We are having a quieter holiday in some ways though. After the meltdown earlier this year, there hasn’t been a lot of action for my stepbrother (s). And I knew that my siblings were both open to no gifting- so for that side of the family it is cards, ornaments ( maybe) and charity donations. No stress. We have my niece’s present organised. I haven’t sorted my dad and co yet, though. And G’s family will probably be mostly gift cards. G sort of got his present early- we bought a PS4 on Saturday.
I am hoping to be able to stay away from the shops this year.
We are about to experience a heat wave. Temps to jump 4 degrees up from today, to 33 tomorrow (Celsius). Sydney had 40 plus today! To put this in perspective, some years we don’t get past 30 until mid December. In cold years, we have to wait for January to crack it.
Clutter. Yes, I certainly understand the drive to declutter but some of the clutter is valued. Plus a comfortable minimalist life requires a lot of resources. I could write a whole post on that. But looking around the house, a lot of of the superfluous stuff is momentos and reminders.
Australia is about to experience a heat wave. Yay. Not so much.
I got sucked back into a book series this week. Good but distracting
Something I thought was this weekend is next week. It gives us more time this weekend, but means a more hectic weekend to follow.
We have a lot of Disney infinity figures, especially given how little we have played it…
Some interestin pg decisions being made by J, but part of growing up is dealing with the consequences…
Sometimes it is the little habits that are big changes.
My family reads newspapers in a particular way. We don’t read the sports section, or the real estate section. Growing up we would fight over the comics, the museum and the arts section.
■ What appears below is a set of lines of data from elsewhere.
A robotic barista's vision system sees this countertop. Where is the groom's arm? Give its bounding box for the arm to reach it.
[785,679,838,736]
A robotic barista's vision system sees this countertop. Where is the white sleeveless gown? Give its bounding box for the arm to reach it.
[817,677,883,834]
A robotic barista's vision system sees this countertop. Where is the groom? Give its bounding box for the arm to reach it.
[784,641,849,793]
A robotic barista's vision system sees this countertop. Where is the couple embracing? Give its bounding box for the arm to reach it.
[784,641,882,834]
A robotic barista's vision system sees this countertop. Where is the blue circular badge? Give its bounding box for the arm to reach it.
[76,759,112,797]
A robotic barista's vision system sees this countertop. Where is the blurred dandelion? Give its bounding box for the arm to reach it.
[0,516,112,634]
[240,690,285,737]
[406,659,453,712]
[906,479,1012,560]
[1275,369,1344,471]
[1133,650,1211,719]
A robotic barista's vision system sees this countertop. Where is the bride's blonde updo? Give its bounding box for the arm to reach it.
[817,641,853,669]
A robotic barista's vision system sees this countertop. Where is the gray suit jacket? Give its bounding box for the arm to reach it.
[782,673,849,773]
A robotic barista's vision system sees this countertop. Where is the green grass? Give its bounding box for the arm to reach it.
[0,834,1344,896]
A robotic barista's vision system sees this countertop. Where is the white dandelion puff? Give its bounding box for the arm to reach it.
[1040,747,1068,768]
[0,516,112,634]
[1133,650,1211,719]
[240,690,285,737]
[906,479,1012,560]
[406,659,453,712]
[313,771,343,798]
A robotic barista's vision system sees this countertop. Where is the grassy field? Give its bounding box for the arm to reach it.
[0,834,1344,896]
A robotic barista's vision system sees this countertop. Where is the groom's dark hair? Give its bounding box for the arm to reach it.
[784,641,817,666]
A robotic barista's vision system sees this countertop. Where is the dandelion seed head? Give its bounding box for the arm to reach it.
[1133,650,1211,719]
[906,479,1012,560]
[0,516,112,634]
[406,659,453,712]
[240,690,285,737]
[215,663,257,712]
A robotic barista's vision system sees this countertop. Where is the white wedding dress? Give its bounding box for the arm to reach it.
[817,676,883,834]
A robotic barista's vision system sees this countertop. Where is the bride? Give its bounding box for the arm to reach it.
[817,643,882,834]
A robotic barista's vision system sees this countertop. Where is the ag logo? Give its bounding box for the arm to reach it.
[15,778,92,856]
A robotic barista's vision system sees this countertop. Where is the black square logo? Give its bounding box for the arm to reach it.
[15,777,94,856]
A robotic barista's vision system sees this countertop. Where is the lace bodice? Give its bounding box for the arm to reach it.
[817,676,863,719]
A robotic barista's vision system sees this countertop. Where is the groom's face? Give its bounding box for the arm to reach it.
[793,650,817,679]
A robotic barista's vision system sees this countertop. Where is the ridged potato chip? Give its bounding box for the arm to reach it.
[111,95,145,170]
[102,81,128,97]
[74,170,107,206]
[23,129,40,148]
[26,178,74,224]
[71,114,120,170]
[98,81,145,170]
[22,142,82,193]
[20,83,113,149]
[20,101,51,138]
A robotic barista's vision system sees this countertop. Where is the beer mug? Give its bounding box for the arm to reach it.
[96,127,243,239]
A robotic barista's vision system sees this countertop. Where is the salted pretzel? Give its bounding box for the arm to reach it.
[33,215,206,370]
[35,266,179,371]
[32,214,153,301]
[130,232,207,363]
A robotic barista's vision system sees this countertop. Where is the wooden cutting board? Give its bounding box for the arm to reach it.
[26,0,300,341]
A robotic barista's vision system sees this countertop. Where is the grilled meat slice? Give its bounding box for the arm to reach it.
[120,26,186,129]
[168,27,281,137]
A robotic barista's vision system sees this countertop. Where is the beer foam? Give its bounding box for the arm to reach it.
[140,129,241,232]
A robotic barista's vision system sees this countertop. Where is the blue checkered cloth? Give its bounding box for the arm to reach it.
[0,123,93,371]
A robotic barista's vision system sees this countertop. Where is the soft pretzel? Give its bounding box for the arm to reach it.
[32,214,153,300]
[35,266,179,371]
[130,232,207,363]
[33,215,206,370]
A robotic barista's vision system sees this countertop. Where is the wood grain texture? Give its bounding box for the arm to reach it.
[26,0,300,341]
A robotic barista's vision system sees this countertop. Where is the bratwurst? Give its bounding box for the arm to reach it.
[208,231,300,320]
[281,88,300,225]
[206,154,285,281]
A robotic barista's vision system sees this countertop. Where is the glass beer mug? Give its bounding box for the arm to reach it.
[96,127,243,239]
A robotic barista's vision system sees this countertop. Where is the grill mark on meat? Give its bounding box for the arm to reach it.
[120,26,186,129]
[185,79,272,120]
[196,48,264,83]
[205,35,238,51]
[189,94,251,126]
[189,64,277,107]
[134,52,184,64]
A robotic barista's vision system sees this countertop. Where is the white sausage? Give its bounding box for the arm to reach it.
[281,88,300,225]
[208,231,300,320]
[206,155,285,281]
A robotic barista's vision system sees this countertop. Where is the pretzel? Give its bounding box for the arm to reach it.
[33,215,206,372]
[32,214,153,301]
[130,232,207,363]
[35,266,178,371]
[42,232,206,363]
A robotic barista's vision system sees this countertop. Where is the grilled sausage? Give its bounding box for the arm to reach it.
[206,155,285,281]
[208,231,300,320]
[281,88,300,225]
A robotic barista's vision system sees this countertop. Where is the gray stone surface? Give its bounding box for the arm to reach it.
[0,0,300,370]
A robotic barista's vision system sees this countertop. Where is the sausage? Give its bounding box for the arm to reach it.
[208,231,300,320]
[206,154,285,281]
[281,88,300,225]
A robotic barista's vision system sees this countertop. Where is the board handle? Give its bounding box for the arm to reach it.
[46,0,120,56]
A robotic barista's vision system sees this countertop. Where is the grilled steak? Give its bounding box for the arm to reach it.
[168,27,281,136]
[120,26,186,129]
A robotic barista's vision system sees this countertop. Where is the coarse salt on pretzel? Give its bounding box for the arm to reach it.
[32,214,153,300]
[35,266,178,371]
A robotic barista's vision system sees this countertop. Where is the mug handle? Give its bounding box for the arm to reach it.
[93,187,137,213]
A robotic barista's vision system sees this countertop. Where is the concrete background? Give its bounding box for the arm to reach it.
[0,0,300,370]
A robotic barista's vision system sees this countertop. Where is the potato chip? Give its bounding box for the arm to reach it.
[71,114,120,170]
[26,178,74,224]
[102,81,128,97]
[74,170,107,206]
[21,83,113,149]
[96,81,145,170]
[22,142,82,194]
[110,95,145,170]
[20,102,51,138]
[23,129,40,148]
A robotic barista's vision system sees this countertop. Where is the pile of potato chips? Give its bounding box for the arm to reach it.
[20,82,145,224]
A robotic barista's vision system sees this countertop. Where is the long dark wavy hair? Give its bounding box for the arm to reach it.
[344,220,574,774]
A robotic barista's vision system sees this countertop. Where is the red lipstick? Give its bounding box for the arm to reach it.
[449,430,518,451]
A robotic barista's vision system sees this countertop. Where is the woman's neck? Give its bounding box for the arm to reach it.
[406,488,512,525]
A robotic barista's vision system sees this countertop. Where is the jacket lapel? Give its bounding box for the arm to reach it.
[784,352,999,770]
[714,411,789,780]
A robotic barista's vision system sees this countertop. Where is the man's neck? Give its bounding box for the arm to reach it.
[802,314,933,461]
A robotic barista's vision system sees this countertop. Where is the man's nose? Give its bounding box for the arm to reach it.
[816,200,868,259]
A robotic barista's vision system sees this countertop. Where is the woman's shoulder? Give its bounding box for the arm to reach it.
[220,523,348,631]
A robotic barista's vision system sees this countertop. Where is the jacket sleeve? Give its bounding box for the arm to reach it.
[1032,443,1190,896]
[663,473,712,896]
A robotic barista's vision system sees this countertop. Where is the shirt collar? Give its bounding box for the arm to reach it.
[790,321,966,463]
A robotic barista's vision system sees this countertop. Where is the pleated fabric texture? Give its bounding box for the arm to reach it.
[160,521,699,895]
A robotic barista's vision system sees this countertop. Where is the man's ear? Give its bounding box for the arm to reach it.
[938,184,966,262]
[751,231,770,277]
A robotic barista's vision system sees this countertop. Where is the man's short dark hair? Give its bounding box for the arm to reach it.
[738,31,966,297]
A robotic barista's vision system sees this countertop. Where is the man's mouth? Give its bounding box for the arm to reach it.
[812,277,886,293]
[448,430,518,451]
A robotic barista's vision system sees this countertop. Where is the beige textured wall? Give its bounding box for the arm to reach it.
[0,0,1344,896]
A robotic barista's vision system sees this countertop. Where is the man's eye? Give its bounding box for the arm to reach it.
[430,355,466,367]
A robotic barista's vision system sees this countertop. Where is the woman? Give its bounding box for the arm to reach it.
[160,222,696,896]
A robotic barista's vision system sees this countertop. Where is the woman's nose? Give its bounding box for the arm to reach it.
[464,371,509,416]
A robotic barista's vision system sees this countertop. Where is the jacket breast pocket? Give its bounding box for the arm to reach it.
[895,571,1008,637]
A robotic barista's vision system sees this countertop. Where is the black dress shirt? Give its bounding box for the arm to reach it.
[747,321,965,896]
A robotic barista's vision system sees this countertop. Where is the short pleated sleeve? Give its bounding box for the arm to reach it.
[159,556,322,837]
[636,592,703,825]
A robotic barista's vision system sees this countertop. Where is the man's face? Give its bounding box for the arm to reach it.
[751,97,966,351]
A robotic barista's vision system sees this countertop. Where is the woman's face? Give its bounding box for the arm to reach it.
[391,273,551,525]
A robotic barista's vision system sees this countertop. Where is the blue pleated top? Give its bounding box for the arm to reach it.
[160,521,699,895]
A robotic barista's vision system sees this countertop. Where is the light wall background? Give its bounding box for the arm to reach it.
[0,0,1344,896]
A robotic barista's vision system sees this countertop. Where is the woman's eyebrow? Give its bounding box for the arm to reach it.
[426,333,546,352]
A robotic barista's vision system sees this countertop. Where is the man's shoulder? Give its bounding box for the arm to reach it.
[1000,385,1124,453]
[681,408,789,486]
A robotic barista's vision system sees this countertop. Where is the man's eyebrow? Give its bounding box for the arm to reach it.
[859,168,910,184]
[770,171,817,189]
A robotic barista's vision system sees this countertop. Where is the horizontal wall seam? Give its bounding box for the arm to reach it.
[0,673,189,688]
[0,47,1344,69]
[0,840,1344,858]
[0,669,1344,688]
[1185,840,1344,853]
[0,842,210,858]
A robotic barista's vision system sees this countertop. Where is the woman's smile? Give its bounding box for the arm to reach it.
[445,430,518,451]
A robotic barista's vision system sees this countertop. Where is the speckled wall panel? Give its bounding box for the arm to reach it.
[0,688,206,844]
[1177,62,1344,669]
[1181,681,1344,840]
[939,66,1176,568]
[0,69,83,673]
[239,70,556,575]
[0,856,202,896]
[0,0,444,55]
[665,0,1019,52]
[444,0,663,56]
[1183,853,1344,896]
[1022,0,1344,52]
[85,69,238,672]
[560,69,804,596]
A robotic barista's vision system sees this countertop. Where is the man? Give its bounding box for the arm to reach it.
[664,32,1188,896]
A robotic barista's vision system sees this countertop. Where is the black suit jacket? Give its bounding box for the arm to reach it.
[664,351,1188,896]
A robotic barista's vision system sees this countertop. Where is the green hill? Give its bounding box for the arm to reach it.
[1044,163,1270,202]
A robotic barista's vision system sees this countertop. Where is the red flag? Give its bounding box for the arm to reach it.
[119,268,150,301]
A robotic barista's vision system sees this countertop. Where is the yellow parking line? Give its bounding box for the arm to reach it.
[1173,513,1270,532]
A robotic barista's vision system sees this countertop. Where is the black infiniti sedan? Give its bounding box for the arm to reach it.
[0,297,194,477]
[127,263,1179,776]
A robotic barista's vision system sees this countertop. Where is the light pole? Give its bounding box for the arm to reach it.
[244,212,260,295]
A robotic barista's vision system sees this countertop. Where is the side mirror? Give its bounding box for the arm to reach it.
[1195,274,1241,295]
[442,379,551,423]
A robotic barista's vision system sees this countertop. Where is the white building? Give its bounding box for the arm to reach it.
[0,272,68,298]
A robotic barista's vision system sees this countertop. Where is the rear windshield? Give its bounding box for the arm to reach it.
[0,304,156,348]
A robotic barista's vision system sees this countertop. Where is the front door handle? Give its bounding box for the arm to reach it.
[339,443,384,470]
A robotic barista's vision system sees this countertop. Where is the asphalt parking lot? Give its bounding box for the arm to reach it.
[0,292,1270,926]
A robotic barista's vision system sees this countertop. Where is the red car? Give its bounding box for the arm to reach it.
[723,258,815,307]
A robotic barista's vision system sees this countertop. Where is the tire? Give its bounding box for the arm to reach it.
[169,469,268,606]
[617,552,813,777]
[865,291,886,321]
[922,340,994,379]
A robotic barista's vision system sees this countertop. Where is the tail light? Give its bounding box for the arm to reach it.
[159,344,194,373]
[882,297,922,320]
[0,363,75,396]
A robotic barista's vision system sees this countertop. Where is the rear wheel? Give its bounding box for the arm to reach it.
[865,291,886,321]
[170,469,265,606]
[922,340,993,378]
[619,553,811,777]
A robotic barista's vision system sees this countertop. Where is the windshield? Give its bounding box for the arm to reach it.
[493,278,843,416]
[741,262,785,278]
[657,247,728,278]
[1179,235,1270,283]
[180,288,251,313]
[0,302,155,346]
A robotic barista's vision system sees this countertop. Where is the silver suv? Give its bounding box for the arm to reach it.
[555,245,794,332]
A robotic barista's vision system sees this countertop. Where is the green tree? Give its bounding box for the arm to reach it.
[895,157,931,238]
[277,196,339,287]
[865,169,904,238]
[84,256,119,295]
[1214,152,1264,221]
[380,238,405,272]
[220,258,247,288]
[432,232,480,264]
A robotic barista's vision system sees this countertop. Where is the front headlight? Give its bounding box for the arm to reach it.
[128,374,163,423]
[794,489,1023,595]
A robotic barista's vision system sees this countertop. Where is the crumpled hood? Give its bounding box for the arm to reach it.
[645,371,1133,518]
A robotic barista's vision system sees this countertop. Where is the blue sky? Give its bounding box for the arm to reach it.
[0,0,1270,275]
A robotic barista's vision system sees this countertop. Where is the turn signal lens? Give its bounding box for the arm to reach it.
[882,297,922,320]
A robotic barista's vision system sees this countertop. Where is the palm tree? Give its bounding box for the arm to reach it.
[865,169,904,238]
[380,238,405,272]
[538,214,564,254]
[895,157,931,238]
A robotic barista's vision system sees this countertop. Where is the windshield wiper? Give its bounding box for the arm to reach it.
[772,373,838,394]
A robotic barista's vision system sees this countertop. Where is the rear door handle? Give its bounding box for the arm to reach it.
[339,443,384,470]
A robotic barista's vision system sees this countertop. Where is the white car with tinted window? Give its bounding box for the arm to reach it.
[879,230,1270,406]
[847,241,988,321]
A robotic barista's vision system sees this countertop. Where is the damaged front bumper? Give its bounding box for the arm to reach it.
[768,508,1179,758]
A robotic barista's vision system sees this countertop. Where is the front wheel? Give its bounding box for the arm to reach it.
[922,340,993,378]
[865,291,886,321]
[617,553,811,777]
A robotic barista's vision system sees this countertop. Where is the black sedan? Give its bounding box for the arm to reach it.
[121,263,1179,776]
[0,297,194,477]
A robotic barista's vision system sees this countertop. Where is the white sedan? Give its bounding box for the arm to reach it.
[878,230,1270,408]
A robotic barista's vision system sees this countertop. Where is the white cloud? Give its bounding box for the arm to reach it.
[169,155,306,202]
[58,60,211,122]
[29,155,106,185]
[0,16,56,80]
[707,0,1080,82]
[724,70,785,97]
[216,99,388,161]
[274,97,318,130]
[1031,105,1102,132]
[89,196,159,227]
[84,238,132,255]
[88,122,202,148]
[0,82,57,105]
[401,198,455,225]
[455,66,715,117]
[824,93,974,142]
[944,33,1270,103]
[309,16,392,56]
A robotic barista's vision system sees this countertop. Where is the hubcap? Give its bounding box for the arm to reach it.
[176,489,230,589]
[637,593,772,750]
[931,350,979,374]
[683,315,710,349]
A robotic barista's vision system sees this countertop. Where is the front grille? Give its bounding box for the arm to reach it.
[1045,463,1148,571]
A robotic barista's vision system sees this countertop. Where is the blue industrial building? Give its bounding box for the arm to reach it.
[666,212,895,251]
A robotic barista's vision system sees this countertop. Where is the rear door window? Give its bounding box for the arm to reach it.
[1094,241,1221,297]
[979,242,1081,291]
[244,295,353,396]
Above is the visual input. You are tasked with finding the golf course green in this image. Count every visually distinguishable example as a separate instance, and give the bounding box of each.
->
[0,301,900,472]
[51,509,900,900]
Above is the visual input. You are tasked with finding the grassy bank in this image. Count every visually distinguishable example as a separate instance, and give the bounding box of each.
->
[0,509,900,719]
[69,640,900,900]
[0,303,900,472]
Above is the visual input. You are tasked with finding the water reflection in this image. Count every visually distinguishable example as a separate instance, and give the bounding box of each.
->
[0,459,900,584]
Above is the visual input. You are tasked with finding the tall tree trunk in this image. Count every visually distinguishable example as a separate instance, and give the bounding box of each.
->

The racing form guide goes the way of all of the advertising inserts. g’s family is the opposite. The form guide is the first thing they look for. It is completely different from how I am used to newspapers, but I guess if everyone did what my family does, the form guide wouldn’t be published!
When I travel I rarely unpack in a hotel room. I guess if I was staying for a week or more, I might but generally no. Maybe if I have crushable clothes I will hang those. I live out of the suitcase. G, on the other hand, unpacked everything for two nights in Melbourne. I always wondered why hotels bothered to put chests of drawers in their rooms. Now I know!
I am sure I had another example, but I can’t remember.